Die Anerkennung und Annexion der DVR und der LPR wird den Bewohnern Russlands selbst nichts Gutes bringen. Erstens wird sie in jedem Fall zu einer Militarisierung aller Lebensbereiche, einer noch stärkeren internationalen Isolierung des Landes, Sanktionen und einem Rückgang des Wohlstands führen. Auch der Wiederaufbau der zerstörten Infrastruktur und die Übernahme der „Volksrepubliken“ in den Haushalt werden nicht umsonst sein – das sind Milliarden von Rubel, die in Bildung und Medizin hätten fließen können. Zweifeln Sie nicht: Die Yachten der russischen Oligarchen werden nicht kleiner, aber alle anderen werden schlechter dran sein. Zweitens: Die wahrscheinliche Verschärfung der bewaffneten Konfrontation mit der Ukraine bedeutet mehr tote und verwundete Soldaten und Zivilisten, mehr zerstörte Städte und Dörfer, mehr Blut. Selbst wenn dieser Konflikt nicht zu einem Weltkrieg eskaliert, sind Putins imperiale Fantasien kein einziges Leben wert. Drittens gibt es eine weitere Ausbreitung der so genannten „russischen Welt“: eine verrückte Kombination aus neoliberaler Oligarchie, starrer zentralisierter Macht und patriarchalischer imperialer Propaganda. Diese Konsequenz ist zwar nicht so ausgeprägt wie der Anstieg der Wurstpreise und die Sanktionen gegen Smartphones, aber auf lange Sicht noch gefährlicher.

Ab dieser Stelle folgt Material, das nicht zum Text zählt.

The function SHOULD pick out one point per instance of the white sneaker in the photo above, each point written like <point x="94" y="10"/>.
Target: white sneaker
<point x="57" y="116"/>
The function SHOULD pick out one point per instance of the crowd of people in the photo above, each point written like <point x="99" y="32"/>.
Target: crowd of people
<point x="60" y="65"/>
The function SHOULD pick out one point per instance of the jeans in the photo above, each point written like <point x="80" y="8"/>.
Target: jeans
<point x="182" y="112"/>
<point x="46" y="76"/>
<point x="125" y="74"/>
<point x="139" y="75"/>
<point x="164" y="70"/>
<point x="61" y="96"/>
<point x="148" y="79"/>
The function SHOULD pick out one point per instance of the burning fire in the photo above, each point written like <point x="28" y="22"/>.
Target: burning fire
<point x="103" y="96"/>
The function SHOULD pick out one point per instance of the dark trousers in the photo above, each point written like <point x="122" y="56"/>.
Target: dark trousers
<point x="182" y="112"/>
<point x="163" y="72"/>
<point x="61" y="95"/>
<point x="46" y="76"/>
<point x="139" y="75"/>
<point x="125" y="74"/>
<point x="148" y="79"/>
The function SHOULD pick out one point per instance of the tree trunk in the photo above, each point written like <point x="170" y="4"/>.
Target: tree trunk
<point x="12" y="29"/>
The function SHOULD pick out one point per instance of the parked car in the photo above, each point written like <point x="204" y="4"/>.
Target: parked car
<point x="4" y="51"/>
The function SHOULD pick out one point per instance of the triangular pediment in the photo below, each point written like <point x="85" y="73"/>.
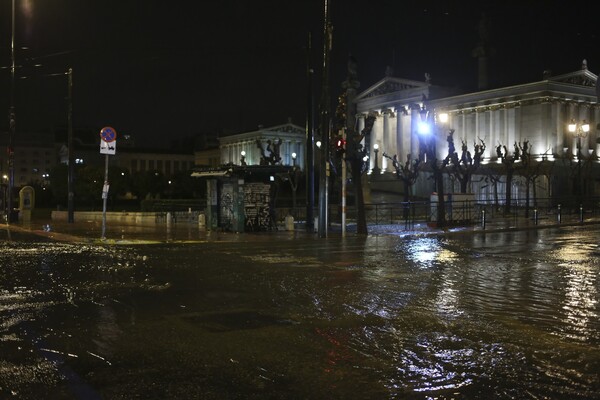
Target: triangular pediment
<point x="391" y="85"/>
<point x="287" y="128"/>
<point x="582" y="77"/>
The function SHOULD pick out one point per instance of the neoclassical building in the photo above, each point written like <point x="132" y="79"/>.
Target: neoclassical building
<point x="537" y="112"/>
<point x="290" y="139"/>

Wir fordern euch auf, euch der Aggression des Kremls auf jede erdenkliche Weise zu widersetzen. Gegen die Beschlagnahmung von Gebieten unter jedem Vorwand, gegen die Entsendung der russischen Armee in den Donbass, gegen die Militarisierung. Und letztlich gegen den Krieg. Geht auf die Straße, verbreitet die Nachricht, sprecht mit den Menschen in eurer Umgebung – ihr wisst, was zu tun ist. Schweigt nicht. Handelt. Selbst ein kleines Rädchen kann das Räderwerk der Todesmaschine zum Stillstand bringen.
Gegen alle Grenzen, gegen alle Imperien, gegen alle Kriege!